When It’s Not Abuse Or Infidelity

I’ve been thinking about my relationship. How people understand and accept the dissolution of a relationship for reasons of abuse and infidelity – you really don’t have to offer much in the way of explanation or detail if either of those reasons are the reason for it ending. If neither of those are the reason, there are likely to be some eyebrows raised as to just what happened that brought things to an end.

More than one person has – very kindly – expressed concern for me after some of what I’ve written, and they’ve used the term ‘abuse.’

I’ve thought about it in case I’m simply unwilling to use the label, but after giving it some thought, I still don’t think it fits. Not only have I read about abusive relationships and the classic hallmarks of such, I’ve also listened to people’s personal experiences with being in an abusive relationship.
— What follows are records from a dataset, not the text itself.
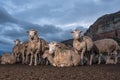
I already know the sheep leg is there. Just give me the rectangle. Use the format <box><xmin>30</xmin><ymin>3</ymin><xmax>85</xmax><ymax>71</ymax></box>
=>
<box><xmin>25</xmin><ymin>54</ymin><xmax>28</xmax><ymax>64</ymax></box>
<box><xmin>29</xmin><ymin>53</ymin><xmax>33</xmax><ymax>66</ymax></box>
<box><xmin>89</xmin><ymin>54</ymin><xmax>93</xmax><ymax>65</ymax></box>
<box><xmin>34</xmin><ymin>54</ymin><xmax>37</xmax><ymax>66</ymax></box>
<box><xmin>106</xmin><ymin>53</ymin><xmax>110</xmax><ymax>64</ymax></box>
<box><xmin>80</xmin><ymin>49</ymin><xmax>85</xmax><ymax>65</ymax></box>
<box><xmin>114</xmin><ymin>52</ymin><xmax>118</xmax><ymax>64</ymax></box>
<box><xmin>22</xmin><ymin>54</ymin><xmax>25</xmax><ymax>64</ymax></box>
<box><xmin>98</xmin><ymin>53</ymin><xmax>102</xmax><ymax>64</ymax></box>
My relationship – the interactions between my husband and I over the years – don’t fit the descriptions.

Instead, our relationship was and is dysfunctional to the point of toxicity, something I’ll get into later in the post. Before that, I’ll give some examples of why I don’t think ‘abusive’ is an appropriate descriptor of our past relationship.

He did not intentionally try to isolate me from my friends. In fact, early on in our relationship he knew my best friend at the time, G, had feelings for me and not only did he not attempt to restrict the friendship, he remained friends with G himself.

He never insisted on access to my social media and never snooped through it, even though I was open about where I kept my passwords.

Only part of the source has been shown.